Do you begin to understand something of the passion with which Paul must have labored among the elders in Ephesus for three years, warning them day and night?! “Therefore take heed to yourselves and to all the flock, among which the Holy Spirit has made you overseers, to shepherd the church of God which He purchased with His own blood. For I know this, that after my departure savage wolves will come in among you, not sparing the flock. Also from among yourselves men will rise up, speaking perverse things, to draw away the disciples after themselves. Therefore watch, and remember that for three years I did not cease to warn everyone night and day with tears. So now, brethren, I commend you to God and to the word of His grace, which is able to build you up and give you an inheritance among all those who are sanctified.”
Do you understand Paul’s passion and zeal? The flock that is entrusted to your care, elders, is the flock that Jesus Christ has bought with His own blood. You dare not ignore the sheep He has entrusted to you. You dare not neglect the sheep He has entrusted to you.
Why is Paul so passionate and zealous with the elders? Because he knows that the devil is at work. He knows that the flock will be attacked, both from the outside and from the inside. It is bad enough that the flock is attacked by the world. What’s worse is that it is even attacked from the inside. The devil has his minions even in the church; he has his number even in the church—those who do not seek the good of the church, but the destruction of the church—those who do not build up the church, but tear the church down—those who do not have in mind the glory of the Head of the church, but their own agendas and their own gain.

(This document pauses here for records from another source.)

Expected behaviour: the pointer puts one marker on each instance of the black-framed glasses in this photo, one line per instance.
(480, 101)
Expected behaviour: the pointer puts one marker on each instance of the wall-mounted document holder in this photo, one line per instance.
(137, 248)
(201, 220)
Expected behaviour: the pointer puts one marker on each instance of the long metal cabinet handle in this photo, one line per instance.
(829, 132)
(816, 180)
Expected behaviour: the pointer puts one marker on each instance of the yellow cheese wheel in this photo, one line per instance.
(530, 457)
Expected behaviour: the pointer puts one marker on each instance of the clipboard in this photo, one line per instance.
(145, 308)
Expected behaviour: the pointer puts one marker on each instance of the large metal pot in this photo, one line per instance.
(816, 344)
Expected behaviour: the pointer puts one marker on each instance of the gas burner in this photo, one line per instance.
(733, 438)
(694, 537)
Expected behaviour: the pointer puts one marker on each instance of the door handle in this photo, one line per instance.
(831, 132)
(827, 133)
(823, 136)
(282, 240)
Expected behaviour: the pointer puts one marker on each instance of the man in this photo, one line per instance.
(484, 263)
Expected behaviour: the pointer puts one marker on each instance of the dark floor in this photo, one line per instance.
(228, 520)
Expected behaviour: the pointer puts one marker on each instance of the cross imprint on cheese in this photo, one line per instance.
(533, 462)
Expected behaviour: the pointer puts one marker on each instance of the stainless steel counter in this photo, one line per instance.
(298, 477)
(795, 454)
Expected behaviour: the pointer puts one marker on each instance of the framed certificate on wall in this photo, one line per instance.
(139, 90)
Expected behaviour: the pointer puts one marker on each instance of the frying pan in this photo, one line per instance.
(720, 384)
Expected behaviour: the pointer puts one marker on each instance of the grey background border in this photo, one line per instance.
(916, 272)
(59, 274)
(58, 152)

With tears, Paul speaks of such things and warns the elders of such things. With tears, he commends the elders and the flock to God and to the Word of His grace, for that Word alone is able to build you up and give you an inheritance among all those who are sanctified.
Why does Paul emphasize so strongly the work of the elders? Consider Ephesians 4:11–16. The church is to be built up to the unity of the faith and of the knowledge of the Son of God, to a perfect man, to the measure of the stature of the fullness of Christ! God has chosen that work to be done, at least in part, through the office of the elder. That is why we read in Acts 14:23 and Titus 1:5, that elders were appointed in every city.

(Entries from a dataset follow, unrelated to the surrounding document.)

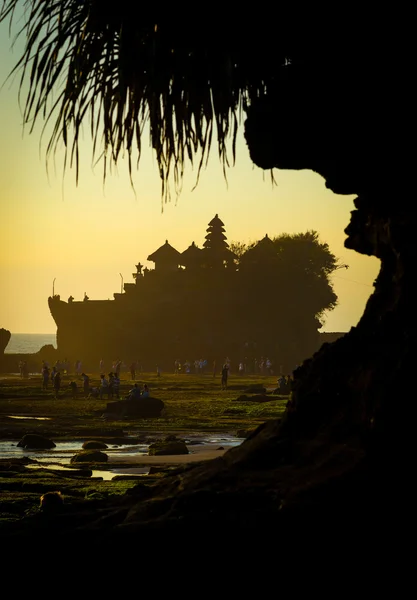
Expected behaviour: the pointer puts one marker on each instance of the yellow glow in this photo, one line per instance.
(85, 236)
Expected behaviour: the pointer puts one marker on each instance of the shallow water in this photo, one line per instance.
(60, 456)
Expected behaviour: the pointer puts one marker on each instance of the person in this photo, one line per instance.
(86, 384)
(225, 374)
(104, 386)
(111, 384)
(133, 371)
(45, 377)
(116, 385)
(74, 389)
(57, 383)
(145, 392)
(134, 393)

Is it all becoming clear now? As those unsettling and disturbing images of the seven seals, the seven trumpets, and the seven bowls increase in horror, how shall the church be prepared but through the ministry of elders who have faithfully shepherded the flock to the Good Shepherd, Jesus Christ?!

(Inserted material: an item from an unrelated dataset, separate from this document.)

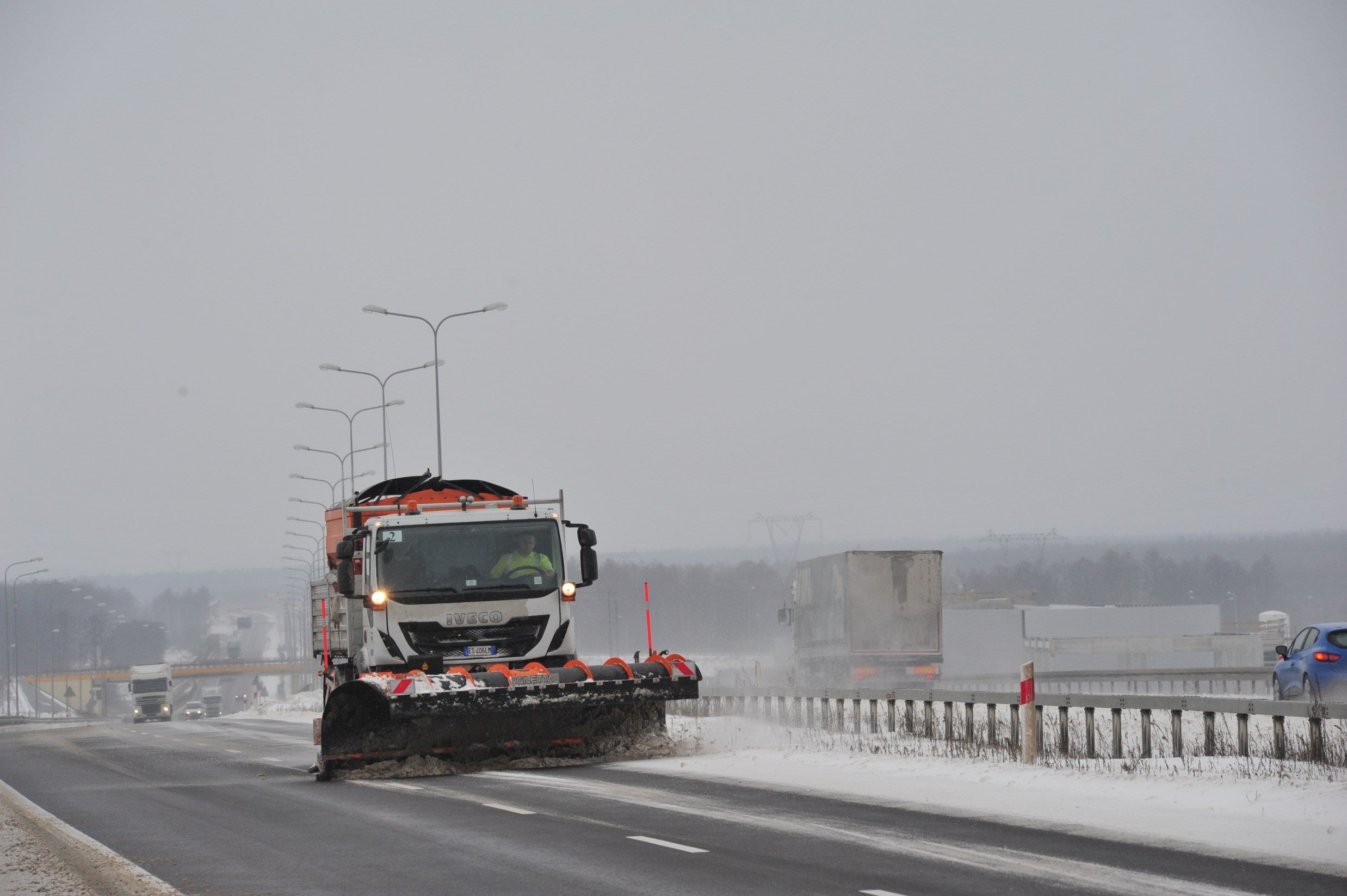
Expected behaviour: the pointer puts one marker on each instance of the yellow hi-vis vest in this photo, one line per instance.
(512, 561)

God has not left us without instruction. He has not left us without the pattern. He has given the office of elder to the church for the purpose of teaching and instructing the flock, directing the sheep always to their Shepherd who laid down His life for them.
“Little Bo Peep lost her sheep and didn’t know where to find them; today’s church has lost her shepherds, and doesn’t know where, how, or why to look. And what’s worse, she doesn’t even care.”
Do you care?! Then take the work of your elders seriously. Hold them accountable. Respect them. Honor them. Be submissive to them. “Obey those who rule over you, and be submissive, for they watch out for your souls, as those who must give account. Let them do so with joy and not with grief, for that would be unprofitable for you” (Hebrews 13:17).
Elders, do you care?! Then take your work seriously. You are held accountable by each other, but more importantly, by the Good Shepherd Himself.
May God grant us to see, in the office of the elders, not only the supremacy of Christ, but instruction in the things of Christ, until He comes again.
Rev. Brian Vos is the pastor of the Trinity United Reformed Church in Caledonia, Michigan.